L’erede di Fingolfin stava iniziando a preoccuparsi: era almeno un quarto d’ora che ballava da solo e il suo Maitimo non si era ancora fatto vivo; probabilmente era andato a controllare che i suoi fratelli non stessero facendo casino in giro per il locale, ma non riusciva a non stare in pensiero. Era così tanto immerso nella sua bolla di pensieri fumosi che non si accorse di aver urtato qualcuno: infatti un losco energumeno, grosso quanto un armadio a due ante si voltò, facendogli gli occhiacci: “ Uè cerchi botte ?!  Cerchi botte ?!?” accortosi che uno gli stava urlando qualcosa, il giovane si girò di scatto e si incassò nelle spalle: “ Ah scusami, non ti avevo visto, mi dispiace” il gigante iniziò a spintonarlo con violenza inaudita e altri membri della sua cricca si misero ad accerchiarlo: “ Cazzo vuoi, frocio di merda ?” A quella provocazione il ragazzo cominciò a prendersela sul personale: “ Chiamami ancora così e ti rimescolo i connotati” un ceffone gli colpì in pieno la guancia destra e l’ematoma bruciò come un marchio a fuoco; preso alla sprovvista perse l’equilibrio all’indietro, finendo seduto sul pavimento sozzo.

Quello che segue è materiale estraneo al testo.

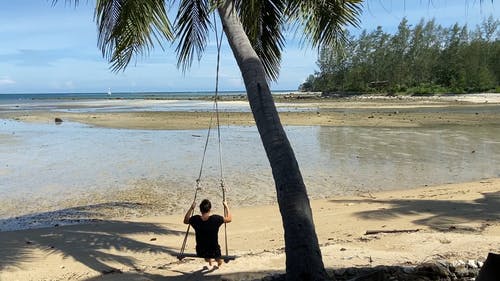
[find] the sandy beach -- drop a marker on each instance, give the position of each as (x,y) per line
(457,222)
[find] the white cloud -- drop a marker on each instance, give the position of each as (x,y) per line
(6,81)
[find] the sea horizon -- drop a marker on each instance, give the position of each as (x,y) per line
(124,95)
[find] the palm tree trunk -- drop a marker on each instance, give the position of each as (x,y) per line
(303,255)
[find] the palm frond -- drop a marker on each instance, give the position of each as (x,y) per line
(130,27)
(191,29)
(324,21)
(263,21)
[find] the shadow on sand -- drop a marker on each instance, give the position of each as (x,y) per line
(442,214)
(86,242)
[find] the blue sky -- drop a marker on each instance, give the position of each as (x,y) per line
(45,49)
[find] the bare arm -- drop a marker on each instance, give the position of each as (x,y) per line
(189,213)
(227,215)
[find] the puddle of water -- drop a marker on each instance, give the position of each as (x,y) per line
(60,162)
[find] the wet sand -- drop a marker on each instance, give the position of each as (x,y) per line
(455,222)
(411,113)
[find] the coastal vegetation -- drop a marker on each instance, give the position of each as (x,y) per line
(421,59)
(255,33)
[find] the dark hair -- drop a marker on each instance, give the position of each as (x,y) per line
(205,206)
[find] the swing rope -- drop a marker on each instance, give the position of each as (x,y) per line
(198,180)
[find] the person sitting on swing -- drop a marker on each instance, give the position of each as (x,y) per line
(206,229)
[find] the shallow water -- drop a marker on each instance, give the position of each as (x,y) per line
(71,164)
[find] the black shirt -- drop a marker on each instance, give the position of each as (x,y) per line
(207,235)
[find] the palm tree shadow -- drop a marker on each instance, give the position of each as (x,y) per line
(90,243)
(442,215)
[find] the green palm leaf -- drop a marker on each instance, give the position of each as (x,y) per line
(263,21)
(324,21)
(129,27)
(191,29)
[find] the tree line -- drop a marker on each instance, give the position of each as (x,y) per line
(422,59)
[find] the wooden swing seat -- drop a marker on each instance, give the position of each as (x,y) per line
(188,255)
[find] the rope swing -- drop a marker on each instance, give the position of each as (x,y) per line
(215,112)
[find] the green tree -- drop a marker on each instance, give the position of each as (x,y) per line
(254,30)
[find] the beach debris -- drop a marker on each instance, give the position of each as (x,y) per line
(438,270)
(491,268)
(111,271)
(370,232)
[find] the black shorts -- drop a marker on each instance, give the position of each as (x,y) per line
(208,253)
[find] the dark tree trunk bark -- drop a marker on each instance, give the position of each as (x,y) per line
(303,255)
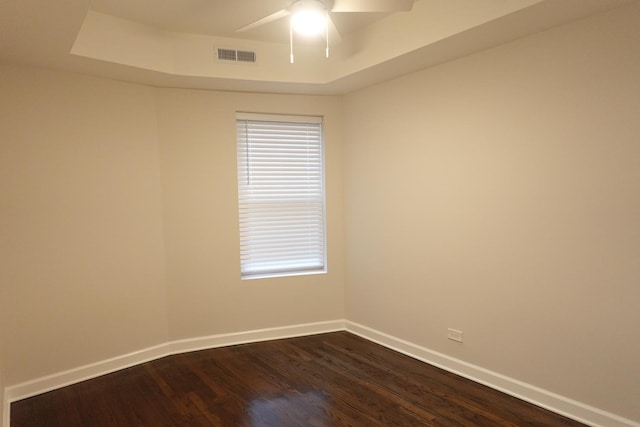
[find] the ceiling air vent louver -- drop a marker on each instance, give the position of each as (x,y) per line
(236,55)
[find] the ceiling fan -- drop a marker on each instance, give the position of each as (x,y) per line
(312,17)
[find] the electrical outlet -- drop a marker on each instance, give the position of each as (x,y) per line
(454,335)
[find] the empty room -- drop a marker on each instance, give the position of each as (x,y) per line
(399,212)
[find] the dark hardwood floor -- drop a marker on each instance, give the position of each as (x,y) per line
(335,379)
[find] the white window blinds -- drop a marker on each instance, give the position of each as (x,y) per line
(281,195)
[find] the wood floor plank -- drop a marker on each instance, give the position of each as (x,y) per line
(335,379)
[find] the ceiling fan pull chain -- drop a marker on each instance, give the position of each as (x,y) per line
(291,41)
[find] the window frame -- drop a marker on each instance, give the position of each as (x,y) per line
(248,270)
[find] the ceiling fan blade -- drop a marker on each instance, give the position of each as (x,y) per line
(269,18)
(371,5)
(334,34)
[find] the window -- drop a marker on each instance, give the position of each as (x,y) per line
(280,195)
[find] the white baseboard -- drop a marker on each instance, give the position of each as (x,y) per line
(93,370)
(559,404)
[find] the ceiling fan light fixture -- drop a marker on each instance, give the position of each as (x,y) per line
(309,18)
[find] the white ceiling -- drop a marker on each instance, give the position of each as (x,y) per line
(172,42)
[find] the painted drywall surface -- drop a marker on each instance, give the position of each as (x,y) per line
(500,195)
(198,158)
(82,251)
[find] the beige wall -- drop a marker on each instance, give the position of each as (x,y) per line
(198,163)
(119,221)
(81,221)
(500,195)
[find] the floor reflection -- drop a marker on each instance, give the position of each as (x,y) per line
(295,409)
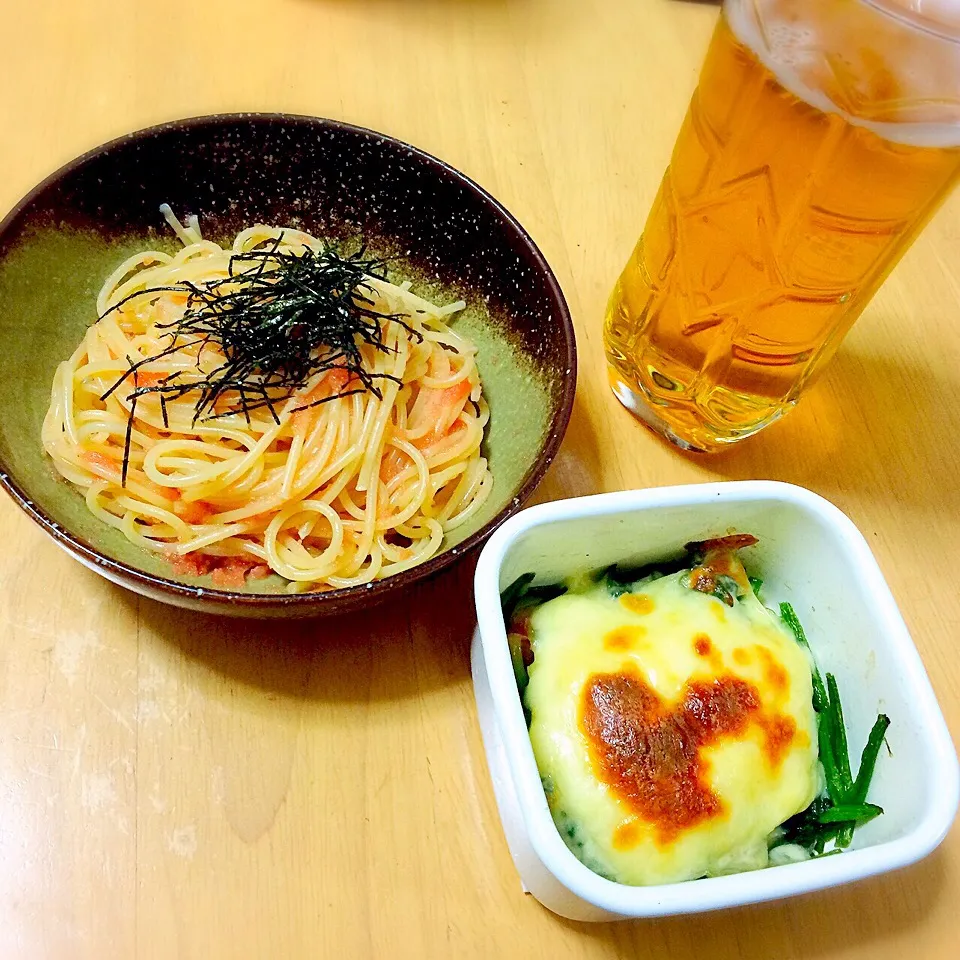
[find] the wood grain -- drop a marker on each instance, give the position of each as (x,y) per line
(180,786)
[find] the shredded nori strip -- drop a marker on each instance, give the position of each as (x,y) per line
(280,319)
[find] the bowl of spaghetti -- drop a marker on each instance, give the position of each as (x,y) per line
(268,365)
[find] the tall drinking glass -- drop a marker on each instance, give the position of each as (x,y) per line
(821,138)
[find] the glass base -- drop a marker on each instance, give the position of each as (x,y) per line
(696,437)
(637,404)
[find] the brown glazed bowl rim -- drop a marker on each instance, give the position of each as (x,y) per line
(343,597)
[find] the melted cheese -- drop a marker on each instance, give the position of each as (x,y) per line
(653,655)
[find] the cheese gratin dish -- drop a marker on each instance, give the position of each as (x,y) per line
(673,719)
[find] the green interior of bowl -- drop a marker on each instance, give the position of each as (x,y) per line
(49,280)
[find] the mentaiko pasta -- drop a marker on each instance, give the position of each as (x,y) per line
(356,474)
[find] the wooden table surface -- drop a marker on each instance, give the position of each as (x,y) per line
(181,786)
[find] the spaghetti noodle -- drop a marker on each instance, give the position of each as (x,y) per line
(355,474)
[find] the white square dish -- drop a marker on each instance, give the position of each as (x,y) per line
(808,553)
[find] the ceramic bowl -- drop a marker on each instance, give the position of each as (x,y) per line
(810,554)
(449,236)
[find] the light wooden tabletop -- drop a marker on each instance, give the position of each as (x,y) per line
(179,786)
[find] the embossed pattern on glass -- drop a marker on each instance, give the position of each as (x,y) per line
(822,136)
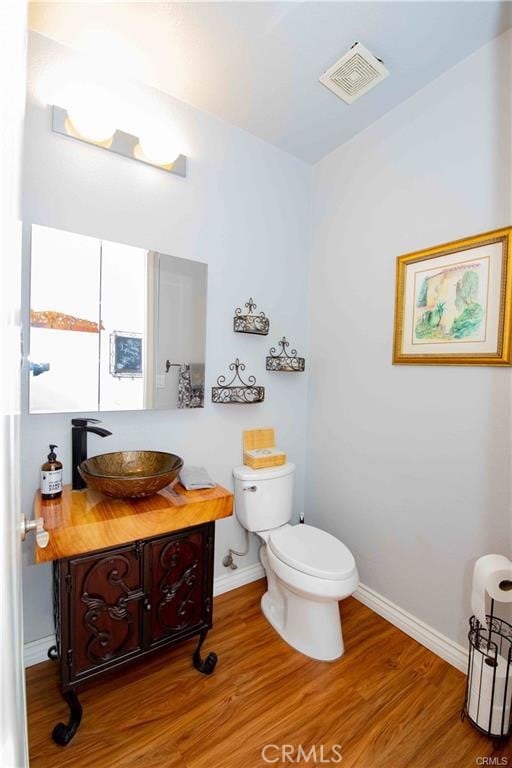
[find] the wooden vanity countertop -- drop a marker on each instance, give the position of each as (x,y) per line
(84,521)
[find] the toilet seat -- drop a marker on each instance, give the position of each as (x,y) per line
(312,551)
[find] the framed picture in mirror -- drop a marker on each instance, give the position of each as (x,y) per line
(125,354)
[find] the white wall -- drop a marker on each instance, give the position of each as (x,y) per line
(410,466)
(244,208)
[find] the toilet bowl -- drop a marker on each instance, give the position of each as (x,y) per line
(308,570)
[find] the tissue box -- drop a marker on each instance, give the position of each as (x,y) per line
(260,449)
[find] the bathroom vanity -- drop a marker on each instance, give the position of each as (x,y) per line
(130,576)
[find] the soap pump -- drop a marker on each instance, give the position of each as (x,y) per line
(51,476)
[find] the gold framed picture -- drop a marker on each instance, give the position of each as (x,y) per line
(453,303)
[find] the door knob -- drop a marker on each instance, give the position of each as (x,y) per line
(37,525)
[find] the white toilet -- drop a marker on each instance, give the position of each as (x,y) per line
(308,570)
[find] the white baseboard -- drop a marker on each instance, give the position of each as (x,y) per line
(237,578)
(441,645)
(36,651)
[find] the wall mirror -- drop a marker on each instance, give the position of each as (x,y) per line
(113,327)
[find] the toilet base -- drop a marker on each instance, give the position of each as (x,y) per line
(311,627)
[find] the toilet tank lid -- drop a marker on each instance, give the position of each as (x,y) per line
(244,472)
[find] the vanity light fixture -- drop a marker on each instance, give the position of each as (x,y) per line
(99,131)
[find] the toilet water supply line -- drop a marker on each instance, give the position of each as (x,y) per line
(228,561)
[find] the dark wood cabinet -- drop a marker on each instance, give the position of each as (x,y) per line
(115,605)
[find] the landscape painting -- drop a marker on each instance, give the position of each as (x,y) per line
(453,303)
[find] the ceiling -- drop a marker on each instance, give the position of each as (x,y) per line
(256,64)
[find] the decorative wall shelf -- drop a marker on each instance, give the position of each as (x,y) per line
(282,361)
(251,322)
(237,390)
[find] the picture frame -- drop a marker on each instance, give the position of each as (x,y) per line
(126,354)
(453,303)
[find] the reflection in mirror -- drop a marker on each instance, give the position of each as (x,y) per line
(113,327)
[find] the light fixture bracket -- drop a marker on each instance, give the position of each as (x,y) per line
(122,144)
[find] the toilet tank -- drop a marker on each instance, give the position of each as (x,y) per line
(263,497)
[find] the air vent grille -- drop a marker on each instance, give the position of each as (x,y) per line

Un calcio gli centrò in pieno le reni e un dolore lancinante si propagò su per la schiena, bloccandolo in terra; venne afferrato per i baveri e venne scosso con una foga del diavolo: intontito com’era non riusciva a reagire o a fare qualunque cosa per provare a difendersi. Lo scagliarono al suolo e l’aggressore gli tenne ferma la testa, preparando un pugno da infrangergli sul volto; Findekano serrò la mascella, chiuse i pugni e gli occhi, aspettando quel colpo che gli avrebbe quasi sicuramente spaccato la faccia…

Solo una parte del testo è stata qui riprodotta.